O’Bannion reached under his robes, brought out a cigar that looked too cheap to be bearable, and lit up. “Did you call Andy Walsh this morning?” he asked. “Did you get in touch with him?”

“I called him just before seven, Your Eminence. I definitely got in touch with him.”

“He knows we’re coming?”

“Yes, Your Eminence.”

“He knows how I feel about altar girls?”

“I don’t see how he could avoid it, Your Eminence.”

“I don’t see how he could avoid it, either,” O’Bannion said, “but he always does. Did I tell you I’ve asked Rome to make you an auxiliary Bishop?”

“No,” Tom said. He dropped his hands and looked at O’Bannion, surprised. “I thought you didn’t approve of all that. Loading the Chancery up with auxiliary bishops.”

“I don’t. Having one won’t exactly be loading the Chancery up.”

“That’s true,” Tom said. O’Bannion’s predecessor had had no fewer than six auxiliary Bishops on his staff. Nobody had ever been able to figure out how he’d done it. “This is very nice of you, Your Eminence. I’m grateful.”

“You shouldn’t be. You’d have been raised to the episcopate sooner or later, you know.”

“Thank you for saying so, Your Eminence. Right now, I’m very young.”

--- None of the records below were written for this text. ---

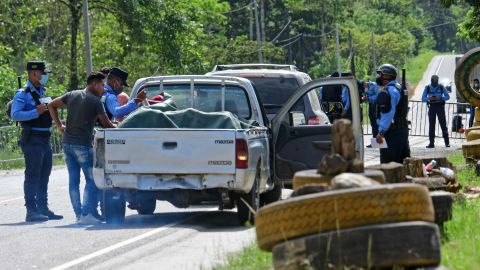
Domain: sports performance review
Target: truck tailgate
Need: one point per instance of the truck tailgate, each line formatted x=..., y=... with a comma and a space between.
x=169, y=151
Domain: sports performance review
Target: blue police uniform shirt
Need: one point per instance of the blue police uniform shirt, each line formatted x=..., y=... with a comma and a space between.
x=386, y=118
x=372, y=92
x=113, y=106
x=438, y=91
x=24, y=107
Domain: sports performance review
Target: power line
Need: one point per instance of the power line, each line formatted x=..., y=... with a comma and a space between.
x=238, y=9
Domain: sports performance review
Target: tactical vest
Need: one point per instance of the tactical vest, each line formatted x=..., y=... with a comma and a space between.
x=401, y=110
x=44, y=120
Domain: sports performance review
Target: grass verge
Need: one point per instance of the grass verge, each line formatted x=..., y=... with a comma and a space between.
x=416, y=66
x=250, y=258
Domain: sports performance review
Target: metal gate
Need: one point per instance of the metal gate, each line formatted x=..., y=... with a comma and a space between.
x=418, y=119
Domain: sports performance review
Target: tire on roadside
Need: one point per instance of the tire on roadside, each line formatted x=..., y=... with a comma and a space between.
x=403, y=244
x=114, y=206
x=147, y=206
x=341, y=209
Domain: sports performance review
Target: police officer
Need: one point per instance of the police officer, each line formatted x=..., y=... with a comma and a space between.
x=29, y=107
x=435, y=95
x=116, y=80
x=392, y=107
x=371, y=92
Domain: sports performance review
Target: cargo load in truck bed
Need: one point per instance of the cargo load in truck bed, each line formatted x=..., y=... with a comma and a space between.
x=154, y=117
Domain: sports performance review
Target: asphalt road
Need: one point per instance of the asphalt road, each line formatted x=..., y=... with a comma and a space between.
x=193, y=238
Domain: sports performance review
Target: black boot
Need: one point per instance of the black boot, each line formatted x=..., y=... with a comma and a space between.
x=34, y=216
x=47, y=212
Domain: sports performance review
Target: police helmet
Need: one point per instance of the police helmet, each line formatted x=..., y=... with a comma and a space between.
x=387, y=69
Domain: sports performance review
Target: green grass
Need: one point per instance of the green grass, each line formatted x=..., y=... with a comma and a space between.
x=20, y=164
x=416, y=66
x=250, y=258
x=461, y=243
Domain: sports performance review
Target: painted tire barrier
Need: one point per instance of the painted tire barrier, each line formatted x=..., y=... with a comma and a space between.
x=404, y=244
x=471, y=149
x=341, y=209
x=462, y=76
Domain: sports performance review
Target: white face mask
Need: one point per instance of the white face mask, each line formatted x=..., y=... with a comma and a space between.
x=44, y=79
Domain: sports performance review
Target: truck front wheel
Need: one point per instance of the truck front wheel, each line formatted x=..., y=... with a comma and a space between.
x=247, y=204
x=114, y=206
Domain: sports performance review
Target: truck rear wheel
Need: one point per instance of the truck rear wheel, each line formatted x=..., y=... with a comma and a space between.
x=114, y=206
x=147, y=206
x=247, y=204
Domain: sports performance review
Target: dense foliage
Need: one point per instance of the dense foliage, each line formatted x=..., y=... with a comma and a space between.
x=149, y=37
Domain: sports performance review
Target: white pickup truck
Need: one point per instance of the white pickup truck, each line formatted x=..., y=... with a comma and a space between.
x=186, y=163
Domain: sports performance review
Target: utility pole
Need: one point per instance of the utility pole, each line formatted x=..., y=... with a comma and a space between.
x=374, y=55
x=337, y=45
x=250, y=13
x=262, y=19
x=257, y=29
x=86, y=29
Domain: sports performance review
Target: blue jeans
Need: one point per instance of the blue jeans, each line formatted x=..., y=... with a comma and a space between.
x=37, y=151
x=81, y=157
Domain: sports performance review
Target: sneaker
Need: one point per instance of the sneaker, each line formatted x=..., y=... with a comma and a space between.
x=51, y=216
x=88, y=220
x=34, y=216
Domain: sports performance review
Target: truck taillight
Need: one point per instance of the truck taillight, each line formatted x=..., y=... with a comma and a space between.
x=241, y=154
x=313, y=121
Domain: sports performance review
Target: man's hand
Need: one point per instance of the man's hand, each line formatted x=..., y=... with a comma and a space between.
x=61, y=128
x=379, y=138
x=41, y=108
x=141, y=95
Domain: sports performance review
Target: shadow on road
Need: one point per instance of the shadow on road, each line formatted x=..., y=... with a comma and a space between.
x=213, y=221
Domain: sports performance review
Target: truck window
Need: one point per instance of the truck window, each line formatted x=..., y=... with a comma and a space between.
x=206, y=98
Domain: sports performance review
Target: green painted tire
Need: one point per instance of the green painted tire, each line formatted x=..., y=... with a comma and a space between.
x=465, y=66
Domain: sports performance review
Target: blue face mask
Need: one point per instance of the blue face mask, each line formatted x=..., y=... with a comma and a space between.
x=44, y=79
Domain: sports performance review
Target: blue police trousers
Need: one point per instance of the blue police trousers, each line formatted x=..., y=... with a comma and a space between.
x=37, y=151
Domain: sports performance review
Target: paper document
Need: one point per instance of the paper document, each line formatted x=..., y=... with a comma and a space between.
x=377, y=145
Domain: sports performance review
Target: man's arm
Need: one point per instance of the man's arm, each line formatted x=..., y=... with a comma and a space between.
x=118, y=111
x=106, y=123
x=52, y=108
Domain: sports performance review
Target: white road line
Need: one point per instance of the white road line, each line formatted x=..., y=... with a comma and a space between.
x=439, y=65
x=13, y=199
x=123, y=243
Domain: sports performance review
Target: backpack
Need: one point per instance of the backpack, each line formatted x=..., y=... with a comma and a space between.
x=35, y=96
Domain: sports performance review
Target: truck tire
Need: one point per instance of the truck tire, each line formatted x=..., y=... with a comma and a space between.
x=147, y=206
x=272, y=195
x=341, y=209
x=403, y=244
x=247, y=204
x=114, y=206
x=465, y=66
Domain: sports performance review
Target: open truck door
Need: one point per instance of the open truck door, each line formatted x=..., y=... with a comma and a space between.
x=298, y=146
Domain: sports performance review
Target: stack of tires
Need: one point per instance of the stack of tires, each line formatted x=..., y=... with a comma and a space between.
x=378, y=226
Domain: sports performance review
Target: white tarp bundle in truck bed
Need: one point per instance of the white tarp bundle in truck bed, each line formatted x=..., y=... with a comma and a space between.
x=163, y=117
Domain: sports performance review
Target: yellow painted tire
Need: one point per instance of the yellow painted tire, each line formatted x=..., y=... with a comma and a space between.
x=341, y=209
x=471, y=149
x=473, y=135
x=302, y=178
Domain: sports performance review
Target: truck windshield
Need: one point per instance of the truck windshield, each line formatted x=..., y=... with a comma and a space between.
x=206, y=98
x=274, y=91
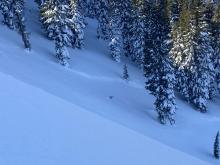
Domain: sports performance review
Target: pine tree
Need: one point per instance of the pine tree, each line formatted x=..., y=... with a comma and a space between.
x=77, y=25
x=202, y=67
x=22, y=28
x=115, y=44
x=216, y=43
x=127, y=26
x=138, y=31
x=182, y=49
x=59, y=24
x=158, y=68
x=216, y=147
x=103, y=19
x=125, y=72
x=7, y=10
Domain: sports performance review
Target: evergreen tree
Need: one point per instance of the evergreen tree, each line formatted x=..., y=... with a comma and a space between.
x=127, y=26
x=216, y=43
x=158, y=67
x=21, y=26
x=103, y=19
x=216, y=147
x=138, y=31
x=115, y=44
x=182, y=49
x=59, y=27
x=7, y=10
x=125, y=72
x=77, y=25
x=202, y=67
x=13, y=13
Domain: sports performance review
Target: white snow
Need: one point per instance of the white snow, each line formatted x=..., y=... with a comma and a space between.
x=87, y=114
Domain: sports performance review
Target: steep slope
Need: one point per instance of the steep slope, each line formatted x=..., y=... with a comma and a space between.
x=40, y=129
x=90, y=81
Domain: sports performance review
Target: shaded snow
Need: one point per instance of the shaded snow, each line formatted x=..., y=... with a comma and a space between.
x=48, y=118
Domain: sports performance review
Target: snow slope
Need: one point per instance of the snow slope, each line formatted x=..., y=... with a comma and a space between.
x=38, y=128
x=90, y=81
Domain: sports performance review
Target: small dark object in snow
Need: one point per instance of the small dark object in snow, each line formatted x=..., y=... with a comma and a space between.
x=111, y=97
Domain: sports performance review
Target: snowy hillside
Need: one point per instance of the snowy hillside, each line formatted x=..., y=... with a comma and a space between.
x=87, y=114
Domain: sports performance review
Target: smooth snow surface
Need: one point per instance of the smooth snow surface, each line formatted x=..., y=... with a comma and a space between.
x=88, y=115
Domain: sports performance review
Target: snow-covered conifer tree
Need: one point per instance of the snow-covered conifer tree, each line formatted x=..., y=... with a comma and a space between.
x=216, y=147
x=115, y=44
x=158, y=68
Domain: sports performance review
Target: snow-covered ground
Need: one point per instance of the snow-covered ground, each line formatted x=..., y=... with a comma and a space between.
x=53, y=115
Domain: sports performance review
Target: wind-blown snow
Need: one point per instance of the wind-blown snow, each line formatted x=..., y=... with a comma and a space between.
x=87, y=114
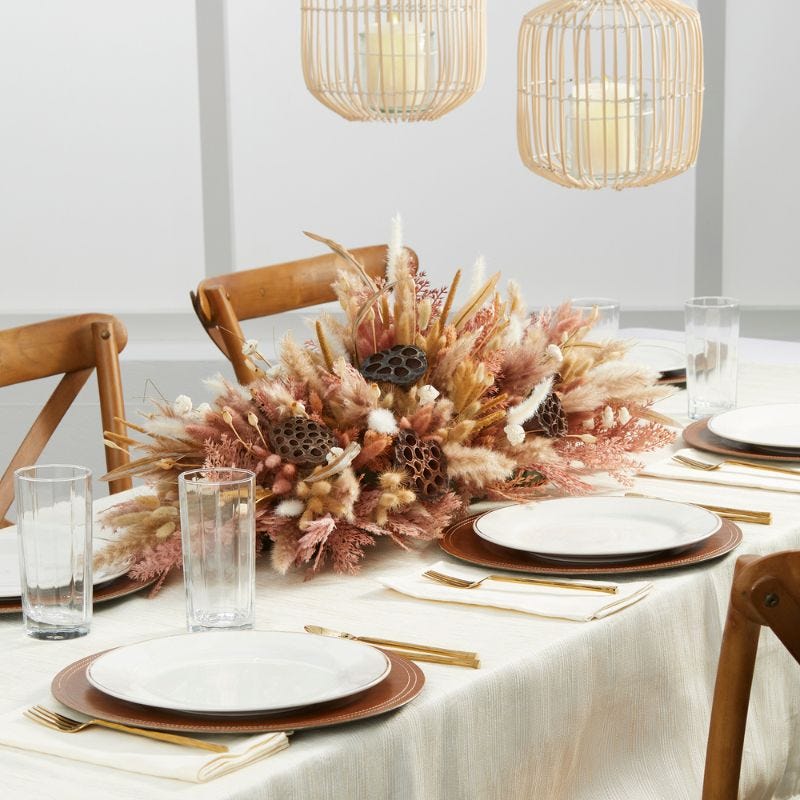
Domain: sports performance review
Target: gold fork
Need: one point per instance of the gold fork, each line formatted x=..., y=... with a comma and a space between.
x=460, y=583
x=58, y=722
x=706, y=467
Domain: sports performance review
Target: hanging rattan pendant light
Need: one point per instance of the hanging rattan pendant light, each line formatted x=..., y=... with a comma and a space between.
x=393, y=60
x=610, y=91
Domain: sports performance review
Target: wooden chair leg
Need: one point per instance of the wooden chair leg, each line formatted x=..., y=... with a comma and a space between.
x=729, y=713
x=231, y=331
x=112, y=404
x=42, y=429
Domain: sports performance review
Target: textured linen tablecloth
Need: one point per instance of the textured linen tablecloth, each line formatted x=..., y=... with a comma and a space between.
x=614, y=708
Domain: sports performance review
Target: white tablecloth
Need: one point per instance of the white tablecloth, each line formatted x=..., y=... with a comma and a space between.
x=615, y=708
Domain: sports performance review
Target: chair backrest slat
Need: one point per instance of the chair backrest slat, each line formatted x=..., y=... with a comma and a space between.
x=765, y=593
x=72, y=346
x=222, y=302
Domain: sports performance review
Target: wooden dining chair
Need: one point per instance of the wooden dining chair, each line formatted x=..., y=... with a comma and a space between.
x=222, y=302
x=74, y=346
x=765, y=593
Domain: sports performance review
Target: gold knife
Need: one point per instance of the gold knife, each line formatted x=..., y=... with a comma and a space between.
x=737, y=514
x=416, y=652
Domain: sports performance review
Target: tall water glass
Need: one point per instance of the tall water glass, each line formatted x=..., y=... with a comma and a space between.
x=54, y=529
x=712, y=340
x=218, y=537
x=606, y=313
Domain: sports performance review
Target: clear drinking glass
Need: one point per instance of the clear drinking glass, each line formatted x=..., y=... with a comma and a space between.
x=607, y=321
x=218, y=538
x=712, y=338
x=54, y=529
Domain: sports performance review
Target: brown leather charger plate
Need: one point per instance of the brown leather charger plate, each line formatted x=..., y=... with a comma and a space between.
x=698, y=435
x=461, y=541
x=403, y=683
x=110, y=591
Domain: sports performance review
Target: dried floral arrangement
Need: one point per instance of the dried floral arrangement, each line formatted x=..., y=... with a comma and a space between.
x=394, y=419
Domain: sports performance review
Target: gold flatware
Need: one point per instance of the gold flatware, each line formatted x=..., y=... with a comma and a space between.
x=735, y=514
x=706, y=467
x=416, y=652
x=460, y=583
x=58, y=722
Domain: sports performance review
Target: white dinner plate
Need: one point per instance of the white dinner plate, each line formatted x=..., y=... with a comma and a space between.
x=661, y=355
x=597, y=529
x=238, y=672
x=775, y=425
x=9, y=565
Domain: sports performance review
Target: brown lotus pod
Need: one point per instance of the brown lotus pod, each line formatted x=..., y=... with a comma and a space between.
x=550, y=419
x=402, y=365
x=300, y=440
x=424, y=461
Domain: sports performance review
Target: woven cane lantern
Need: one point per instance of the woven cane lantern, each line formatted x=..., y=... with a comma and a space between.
x=610, y=91
x=393, y=60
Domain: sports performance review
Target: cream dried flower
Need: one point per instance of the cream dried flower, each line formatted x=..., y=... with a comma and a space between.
x=520, y=414
x=382, y=420
x=515, y=434
x=333, y=454
x=290, y=508
x=182, y=405
x=427, y=394
x=554, y=351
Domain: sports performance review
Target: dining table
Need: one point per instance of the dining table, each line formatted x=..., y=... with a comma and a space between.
x=615, y=708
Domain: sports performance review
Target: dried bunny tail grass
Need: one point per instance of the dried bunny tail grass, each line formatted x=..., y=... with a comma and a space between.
x=299, y=363
x=476, y=466
x=344, y=253
x=455, y=351
x=475, y=302
x=613, y=382
x=520, y=414
x=405, y=303
x=349, y=397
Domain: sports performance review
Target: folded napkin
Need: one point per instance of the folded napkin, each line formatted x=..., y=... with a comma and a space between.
x=544, y=601
x=728, y=475
x=135, y=753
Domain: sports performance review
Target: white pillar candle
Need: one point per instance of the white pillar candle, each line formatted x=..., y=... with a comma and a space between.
x=604, y=117
x=396, y=63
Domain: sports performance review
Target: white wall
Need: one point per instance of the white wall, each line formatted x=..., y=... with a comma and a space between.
x=100, y=204
x=458, y=181
x=762, y=171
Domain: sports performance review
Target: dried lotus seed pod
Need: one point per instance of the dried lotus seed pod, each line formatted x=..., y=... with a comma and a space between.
x=403, y=365
x=425, y=463
x=300, y=440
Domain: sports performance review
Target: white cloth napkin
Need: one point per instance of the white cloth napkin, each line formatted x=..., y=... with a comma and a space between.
x=124, y=751
x=544, y=601
x=728, y=475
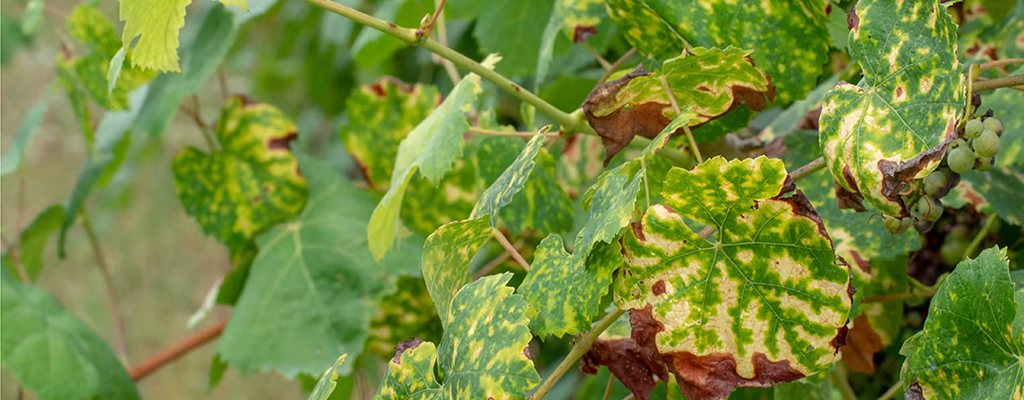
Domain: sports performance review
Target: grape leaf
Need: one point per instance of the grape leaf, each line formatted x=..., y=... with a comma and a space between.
x=325, y=387
x=763, y=304
x=857, y=237
x=430, y=149
x=792, y=42
x=484, y=353
x=995, y=190
x=157, y=25
x=52, y=353
x=970, y=348
x=557, y=278
x=446, y=255
x=893, y=127
x=314, y=285
x=513, y=29
x=715, y=81
x=251, y=183
x=580, y=17
x=379, y=117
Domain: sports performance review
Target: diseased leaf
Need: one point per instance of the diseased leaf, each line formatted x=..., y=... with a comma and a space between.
x=430, y=149
x=995, y=190
x=557, y=278
x=251, y=183
x=970, y=347
x=764, y=303
x=580, y=17
x=893, y=127
x=446, y=255
x=53, y=354
x=314, y=285
x=484, y=353
x=715, y=81
x=328, y=381
x=791, y=41
x=379, y=117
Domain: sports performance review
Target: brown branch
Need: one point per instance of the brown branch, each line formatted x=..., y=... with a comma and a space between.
x=175, y=351
x=112, y=297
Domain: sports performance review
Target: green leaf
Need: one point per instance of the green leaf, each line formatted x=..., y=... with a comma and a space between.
x=535, y=201
x=26, y=131
x=329, y=381
x=715, y=81
x=314, y=285
x=791, y=42
x=34, y=238
x=484, y=353
x=446, y=256
x=508, y=184
x=513, y=29
x=892, y=128
x=429, y=149
x=580, y=17
x=995, y=190
x=856, y=236
x=557, y=278
x=970, y=348
x=765, y=297
x=248, y=185
x=53, y=354
x=380, y=116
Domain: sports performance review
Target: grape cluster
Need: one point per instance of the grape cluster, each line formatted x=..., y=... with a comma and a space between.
x=974, y=150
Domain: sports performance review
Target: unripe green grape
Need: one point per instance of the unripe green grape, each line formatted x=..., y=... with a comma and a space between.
x=993, y=124
x=974, y=128
x=961, y=160
x=987, y=144
x=984, y=163
x=937, y=184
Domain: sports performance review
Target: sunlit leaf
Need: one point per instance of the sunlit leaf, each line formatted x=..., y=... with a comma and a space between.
x=51, y=353
x=970, y=348
x=379, y=117
x=892, y=128
x=764, y=303
x=715, y=81
x=791, y=42
x=430, y=149
x=484, y=353
x=314, y=285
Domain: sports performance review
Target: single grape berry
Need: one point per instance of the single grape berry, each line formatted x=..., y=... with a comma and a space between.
x=984, y=163
x=974, y=128
x=961, y=160
x=994, y=125
x=987, y=144
x=937, y=184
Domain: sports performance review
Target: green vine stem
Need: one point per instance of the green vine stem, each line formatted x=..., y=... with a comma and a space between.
x=579, y=349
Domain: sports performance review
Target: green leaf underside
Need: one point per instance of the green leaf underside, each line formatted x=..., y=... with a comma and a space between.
x=564, y=291
x=314, y=286
x=51, y=353
x=972, y=346
x=156, y=24
x=711, y=80
x=995, y=190
x=483, y=353
x=791, y=42
x=446, y=256
x=325, y=387
x=766, y=292
x=379, y=117
x=430, y=149
x=857, y=236
x=872, y=134
x=251, y=183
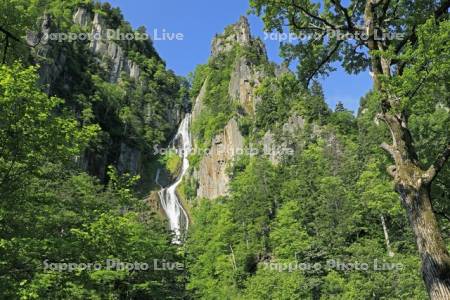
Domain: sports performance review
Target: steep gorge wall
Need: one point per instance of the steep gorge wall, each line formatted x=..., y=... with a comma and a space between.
x=122, y=146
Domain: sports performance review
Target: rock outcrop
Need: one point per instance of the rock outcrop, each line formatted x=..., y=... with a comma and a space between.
x=212, y=178
x=276, y=147
x=111, y=61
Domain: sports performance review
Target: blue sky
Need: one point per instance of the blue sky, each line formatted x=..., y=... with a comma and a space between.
x=200, y=20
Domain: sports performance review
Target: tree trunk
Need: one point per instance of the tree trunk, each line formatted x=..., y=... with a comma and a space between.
x=433, y=252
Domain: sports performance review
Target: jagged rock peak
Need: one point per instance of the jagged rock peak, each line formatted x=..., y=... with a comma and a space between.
x=236, y=33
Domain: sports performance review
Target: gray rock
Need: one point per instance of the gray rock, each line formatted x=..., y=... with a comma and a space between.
x=212, y=178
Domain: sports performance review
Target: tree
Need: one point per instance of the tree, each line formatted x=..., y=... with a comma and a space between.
x=356, y=36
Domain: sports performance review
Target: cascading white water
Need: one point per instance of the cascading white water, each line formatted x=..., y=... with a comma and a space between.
x=169, y=199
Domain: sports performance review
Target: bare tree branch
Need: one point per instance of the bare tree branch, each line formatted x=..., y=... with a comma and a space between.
x=344, y=10
x=391, y=170
x=388, y=148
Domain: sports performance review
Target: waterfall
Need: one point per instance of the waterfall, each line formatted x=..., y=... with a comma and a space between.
x=175, y=212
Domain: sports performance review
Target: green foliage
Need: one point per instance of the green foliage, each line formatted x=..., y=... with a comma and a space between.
x=172, y=162
x=283, y=96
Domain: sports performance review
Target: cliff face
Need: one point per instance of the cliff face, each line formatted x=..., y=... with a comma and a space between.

“Yes, you are. I, on the other hand, am getting old. I’ve reached the point where I’d like to cover the Church’s ass as well as my own.”

“Excuse me, Your Eminence?”

John Cardinal O’Bannion sighed. The traffic jam they were stuck in was going strong. They were halfway between the Cathedral and St. Agnes’s and they might as well have been parked. Tom looked past the Cardinal’s head at a row of small white frame houses, each with a cross overlaid with a Eucharistic symbol on its door. The crosses had been given out by the Chancery at the start of Lent to anyone in the Archdiocese who wanted them. It was the Cardinal’s way of combating “secular hedonism.” There were going to be no fuzzy yellow chicks or pink plastic Easter bunnies where the Cardinal had to see them.